Perhaps no other capital has played such a dominant role in the life of a nation as Budapest. About 2 million people or every fifth Hungarian lives in the capital. It is, from head to toe, a European city. Besides the citizens of many nations, more and more foreigners choose to make Budapest their home. During its long history it was destroyed innumerable times, and its citizens exterminated; yet it has always risen again, evolving and becoming ever bigger and more colorful. Each age has left behind its marks, each rejected and destroyed, but built also, so configuring today's exciting, in places opulent, in other places dingy city.

The Danube, Europe's highway, determines the life of Budapest dividing it into two and yet connecting both sides of the city's unfurling districts. The Buda hills and the soft inclines of Óbuda on the left bank and the Pest plain on the right bank diversify the city. The islands embraced by the Danube - of which the centrally situated Margaret Island, which contains perhaps the most beautiful park of the city, further enrich this picture.

The royal castle and the castle district define the view of Buda. Most of the residential quarter was built in the 20th century. Buda has played an essential role in the life of the Hungarians since the Hungarian settlement in the 9th century. After the invasion of the Mongols in 1241 the first significant fortress was built here for the protection of the population. Since the middle ages it has been the seat of the kings. Turkish forces, sieges, wars, and finally the embittered battles of the last days of the 2nd World War haven't left much remaining of the former palaces, but even in their ruins they maintain their former glory.

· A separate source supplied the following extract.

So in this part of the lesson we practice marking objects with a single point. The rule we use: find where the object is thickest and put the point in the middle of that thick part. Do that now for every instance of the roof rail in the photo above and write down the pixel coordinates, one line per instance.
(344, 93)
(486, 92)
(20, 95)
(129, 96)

After the withdrawal of the Romans, Óbuda slowly lost its importance. At the time of unification it was a city with industry and commerce, with family homes, but today it has almost completely changed. Not much is left of the charming little town; in its place we find today mostly vast pre-fab housing projects, built in the 1960's and '70's.

The view of Pest on the left bank is dominated by the dynamic economic and social marks of the development of large middle class housing units throughout the 19th century. Despite the wide radial and ring roads of systematic town planning and development, Pest, deals with the traffic demands of the recent threefold population boom only with difficulty.

The unification of the three independent cities was only made possible by building the bridges across the Danube. Before the completion of the chain bridge in the year 1849 only ferryboats and a temporary wooden bridge connected the two banks. At the end of World War 2 every one of the bridges was destroyed. Today seven bridges secure the connection between the two halves of the city. Three of them, Freedom Bridge, Margaret Bridge and Chain bridge, can still be admired in their original beauty.

Even today the building of the city, the redevelopment of the ruined and neglected edifices continues. The economic boom in the years after the recent political changes has given these labors a powerful boost. Our capital - growing into a true "world city" - renews and transforms itself from day to day, greeting those arriving with ever more to see. The past and the present live together in this exciting, bustling city; a mood equally amazing to visitors and those who live here.